Russia running out of easy oil: state study
An ominous Russian state study warned the government Tuesday that it faced a light crude oil shortage that meant it could only sustain its world-topping production rates for another 15 years.
The annual ministry of natural resources survey painted a bleak Russian energy picture that also pointed to problems in future export rates of natural gas -- the domain of its largest and most important company Gazprom.
But most of the problems focused on oil and its deteriorating and diminishing quality in Russia's Soviet-era wells.
The detailed study said Russia was tapping its existing light crude reserves in western Siberia at alarming rates while failing to replace them with new finds in regions that sit further away from the industrial heartland.

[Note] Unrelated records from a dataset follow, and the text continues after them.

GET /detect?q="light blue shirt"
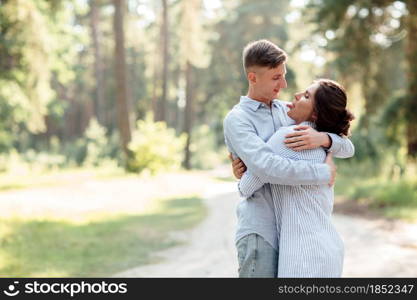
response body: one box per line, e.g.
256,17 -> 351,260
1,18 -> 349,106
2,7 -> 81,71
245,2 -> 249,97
223,96 -> 354,250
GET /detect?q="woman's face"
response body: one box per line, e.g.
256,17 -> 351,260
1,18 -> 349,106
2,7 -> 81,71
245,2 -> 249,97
287,82 -> 319,124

The ministry concluded that oil quality was deteriorating steadily as a result and Russia could only sustain current annual production rates of 500 million tonnes for another 13 to 15 years.
"Russia has less than 30 percent of oil that 'flows' -- the remaining 70 percent is very heavy, viscous and hard-to-recover," said the survey while pointing to some western Siberian fields that stood more than two-thirds empty.
It added that most of the crude being produced now was of the light variety demanded on the world market -- meaning that more and more of what Russia had left over demanded extra amounts of processing.
Top government officials have spent years warning about too little money being invested in the development of untapped reserves in far-flung regions of eastern Siberia.
Oil companies have lobbied in favour of state policies that introduce tax breaks on firms that export from newly discovered locations and invest in geological survey work.
But the latest government findings show investment in new oil exploration declining by 40 percent and actual work going down nearly 50 percent.
The ministry also noted that the work being done in new locations was disappointing and discovering only small traces of oil.
"So far, the expectations are not being fulfilled," the Russian natural resource ministry said.
It further urged the government to introduce a more open licensing system that would offer private companies easier terms for oil exploration and a new tax breaks programme for field development work.
Russia regained the world's top oil production ranking in the past decade and has been the world's top natural gas exporter throughout the post-Soviet era.
But the latest study warned that even this lead was not safe because the world was switching to liquefied natural gas consumption while the United States and Canada were also pushing ahead with the development of shale gas.
Gazprom has been forced to temporarily stall the development of its Shtokman field in the Barents Sea after discovering the United States was no longer willing to import its expected supplies.
The state-run giant also reported a drop in European sales last year and the Russian ministry warned that further complications for Gazprom were likely.
"European consumers are increasing their liquefied gas purchases, seeking to at least partially replace the Russian pipeline supplies," said the survey.
"This trend is irreversible," it starkly noted.
The ministry observed that the new European policy could endanger Russia's planned South Stream and North Stream pipelines -- two projects designed specifically for European markets.